It's Not Just the Scenery That's Interesting
21 April 2015 | 26 43.89'N:111 54.34'W, El Burro Cove, Bahia Concepcion
Mark
As I woke up this morning to a bagpipe rendition of "Amazing Grace" blasting from somewhere on shore, I was once again reminded that Baja is unique. Not just the scenery, but the people as well. This is a place for those who have chosen not to live by the usual rules. A place for those that some would call damaged goods. But really, these are just people who have their own set of rules that say take care of your neighbour, enjoy your life, stay away from big government, and just leave me to take care of myself.
On shore yesterday we met a few of these characters.
Alfredo works at a small restaurant on the Baja highway that passes through here. He was busy killing the several hundred flies sitting on the tables when we arrived. By the way, hundreds is probably an understatement. Dead, flying, and sitting flies were everywhere.
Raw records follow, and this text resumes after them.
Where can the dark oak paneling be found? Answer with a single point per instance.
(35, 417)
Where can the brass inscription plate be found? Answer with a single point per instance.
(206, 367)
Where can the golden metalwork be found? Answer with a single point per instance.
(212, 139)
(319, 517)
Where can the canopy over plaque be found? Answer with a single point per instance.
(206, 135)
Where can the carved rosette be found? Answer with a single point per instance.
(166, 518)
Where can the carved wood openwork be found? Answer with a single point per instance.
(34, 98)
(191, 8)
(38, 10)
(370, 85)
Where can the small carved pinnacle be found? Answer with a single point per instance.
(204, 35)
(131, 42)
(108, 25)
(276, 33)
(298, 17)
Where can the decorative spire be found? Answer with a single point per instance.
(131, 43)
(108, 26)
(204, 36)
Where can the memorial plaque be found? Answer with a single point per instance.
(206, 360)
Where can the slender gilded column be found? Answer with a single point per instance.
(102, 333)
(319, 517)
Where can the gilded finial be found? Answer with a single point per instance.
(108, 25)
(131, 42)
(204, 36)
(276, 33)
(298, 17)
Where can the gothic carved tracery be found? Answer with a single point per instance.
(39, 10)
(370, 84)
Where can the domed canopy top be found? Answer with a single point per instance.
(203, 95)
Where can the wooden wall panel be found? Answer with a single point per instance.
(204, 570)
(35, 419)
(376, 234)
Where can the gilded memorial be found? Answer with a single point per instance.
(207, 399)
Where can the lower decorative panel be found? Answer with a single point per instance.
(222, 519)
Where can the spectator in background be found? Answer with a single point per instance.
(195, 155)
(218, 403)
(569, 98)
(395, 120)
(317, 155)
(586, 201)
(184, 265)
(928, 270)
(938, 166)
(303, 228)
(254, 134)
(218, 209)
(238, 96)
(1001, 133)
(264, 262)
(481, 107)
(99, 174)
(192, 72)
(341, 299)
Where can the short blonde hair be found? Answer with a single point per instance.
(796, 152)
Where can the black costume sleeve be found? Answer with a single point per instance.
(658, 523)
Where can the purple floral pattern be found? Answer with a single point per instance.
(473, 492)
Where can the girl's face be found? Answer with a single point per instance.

Alfredo's plan was to kill as many of them as possible so that any patrons that came by could enjoy their food without it being instantly covered. He was clearly a master at his job, killing flies inches from my beer without the carcasses ending up with a bath. He joined us at our table later, sharing his secret of how to kill flies with bare hands, every time, without missing. He explained that this was an excellent way to win bets in a bar and that he had done so many times. I was left imagining that the bars down here must have lots of flies. Once he knew us a bit better, Alfredo shared with us his views on the world, the shadow government that really runs everything, and many more interesting facts. Other people with his views would have come across as an annoying nut job. But, not this guy. He was excellent company even if some of his views may have been a little off of the centre.
We also met a great guitar player, an old grizzled Viet Nam vet, who used to play with Ricky Nelson. His story is that he was supposed to be with Ricky on that famous plane that crashed and killed everyone on board. But, he had just left the band to be with his family. Now, he lives here on a ranch up in the desert behind the mountains.
Then, there is Geary, who lives on the beach here in El Burro cove where we are anchored. His "house" is hand-built beach palapa with a palm roof, rough wood partial walls, raw log posts, and open air where one would expect windows. A couple of old trailers have been attached for additional space, and to support his solar panels. Perched no more than 10' from the waters edge on this gorgeous sandy beach, it is obviously extremely rustic and one of about twenty of these style of homes. Some are a little fancier, and some are simply a palapa roof built over a trailer. Geary has been living here for twenty years and is well loved among the cruisers for covering the weather on the radio each and every morning. When we stopped by to say thanks for all his work and dedication, we also met his cat "Yodo" which is as friendly and laid back as everyone else around here.
With a very old 1961 pumper truck stored under a palm roof palapa, they even have their own volunteer fire department here. They practice every Wednesday morning instead of evening since nobody is working anyway. Just like my previous department, Willis Point, they make do with few resources and deal with any medical, car accident, or fire calls. Because there isn't a local ambulance, they have one of those as well. If one of the palapa houses catches on fire, they just try to keep the neighbours from going up in smoke and the very dry wood & palm construction of these dwellings makes for a very fast & hot fire.
All of these characters are here in El Burro, just one small cove in the much larger area of Bahia Concepcion. Within a few kilometres there are several other sandy coves with their own collection of palapas, rough camp sites, and even a few high end homes. This is rough country here with very little water, no electricity water or sewage, but with an abundance of incredible vistas complements of the mountains rising in every direction almost from the waters edge. Although only about 20 miles from Mulege, the closest village, the people who have chosen to live here have to be tough. They need to be able to handle everything on their own and to scrounge resources as needed. In the summer, the heat is oppressive at well over a hundred degrees with near 100% humidity. Even the locals describe it as nearly unbearable. But, in spite of the hardships, those few that we have met love this place and have chosen to come here from all over the world. There is something special h ere.
For us, this is just a temporary stop in our journey, another window into a very different way of living out the limited number of days that each of us have on earth. We'll be here for about a week, exploring the different anchorages, and hopefully, meeting more of the characters who call this home. After that, it will time for us to turn around and start heading South. By late May or early June we need to make our way 200 miles South to La Paz and then sail 160 miles across the Sea of Cortez, back to Mazatlan on the mainland.